New tariffs on solar panels give Tesla Inc. an escape hatch if it can't deliver on its job creation and investment promises at its sprawling solar panel factory in South Buffalo.
The escape hatch could allow Tesla to avoid paying up to $41.2 million a year in penalties to the state if the South Park Avenue factory fails to turn into the job-creator that both the company and state officials planned.
Because of the way Tesla's contract with the state is structured, the new tariffs don't necessarily give Tesla a "get out of jail free card" if it doesn't meet its timetable to create the 2,900 jobs it promises at the factory and among its suppliers and service providers, said William Savino, a Buffalo business attorney.
But it does potentially give the company more wiggle room – and a way to possibly get more time – to meet its targets without facing millions of dollars in penalties if the tariffs slow the residential solar market, Savino said.
No one is saying that Tesla is going to walk away from the Buffalo factory. In fact, the company and its partner, Panasonic, have been ramping up production since last summer, with total employment there now approaching 500 people. They still are planning to turn it into the biggest solar panel factory in the Western Hemisphere.
"Tesla is committed to expanding its domestic manufacturing, including Gigafactory 2 in Buffalo, New York, regardless of the solar tariff decision,” the company said in a statement after the tariffs were announced.

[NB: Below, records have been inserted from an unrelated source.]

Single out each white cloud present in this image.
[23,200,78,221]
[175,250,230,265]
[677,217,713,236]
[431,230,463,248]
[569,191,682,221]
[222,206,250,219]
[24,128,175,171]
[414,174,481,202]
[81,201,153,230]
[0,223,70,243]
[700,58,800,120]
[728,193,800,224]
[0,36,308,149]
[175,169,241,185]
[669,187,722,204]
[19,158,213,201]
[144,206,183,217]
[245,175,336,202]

The move last month by President Trump to impose new tariffs on imported solar panels adds duties of up to 30 percent on imported panels in the first year that would gradually decline over the following three years. The Trump administration imposed the tariffs as a way to protect U.S. panel manufacturers, including Tesla.
But the tariffs also have an unintended consequence because of an obscure clause in Tesla's state contract.
The state used $750 million in taxpayer money to build and equip the South Buffalo factory as the centerpiece of the Buffalo Billion economic development initiative. The contract includes penalties meant to help the state recover at least part of its investment in the project if it doesn't pan out as planned. Those penalties can be triggered if Tesla doesn't meet annual employment targets or if its total investment in the Buffalo factory, including payroll, doesn't reach certain levels.
But the contract also lets Tesla avoid penalties if circumstances arise that are beyond its control. In the broadest terms, it means Tesla can avoid the penalties if the company is beset by an Act of God – things like landslides, earthquakes, fires, floods and epidemics. But Tesla's contract with the state, in a revision made in late 2015, included other specifics circumstances beyond natural disasters.
Those included "significant increases in tariffs or duties relating to components necessary for the operation of the manufacturing facility." The Trump administration tariffs would do that, since the factory currently relies on solar cells that Panasonic imports from its facilities in the Malaysia and Japan. Each solar panel has several dozen solar cells.
Tesla could, ultimately, make the tariffs less of a concern, if not render them entirely moot. Panasonic is starting to make solar cells in Buffalo and plans to ramp up their production steadily.
Neither Tesla nor Empire State Development Corp. officials would comment. But Savino said the triggering of the clause does not give Tesla a simple and broad-based way of getting out of its contract with the state. It could open the door for further negotiations with the state if Tesla's solar business falters.
Solar energy market slows
Until Tesla starts making its own solar cells, the company must cope with the higher panel costs that the rest of the industry now faces.
Those higher panel costs are expected to further dampen demand in an already slowing solar energy market. GTM Research predicts that, through 2022, the tariffs could lead to an 11 percent drop in solar installations at a time when Tesla already has been scaling back.
Through the first three quarters of this year alone, Tesla’s total solar installations – which include an undisclosed number of commercial projects – were down by 32 percent. Tesla's share of the residential solar market shrank from 35 percent in 2015 to 14 percent during the third quarter, according to Reuters.
Less demand, stemming from higher prices, will make it harder for Tesla to grow its solar energy business, even as it begins rolling out its long-awaited solar roof, which looks like a conventional roof but has solar cells inside. While Tesla will guarantee the solar roof for as long as a homeowner owns the home, the roof costs much more than a conventional roof and, even with energy savings factored in, has a payback period that spans more than two decades.
Higher solar cell prices will only extend that payback period for all types of solar energy and could make solar projects uneconomical in markets, especially in places like Texas and the Southeast, where electricity prices currently are just barely high enough to make them feasible, said Abigail Hopper, president and CEO of the Solar Energy Industries Association, a solar advocacy group.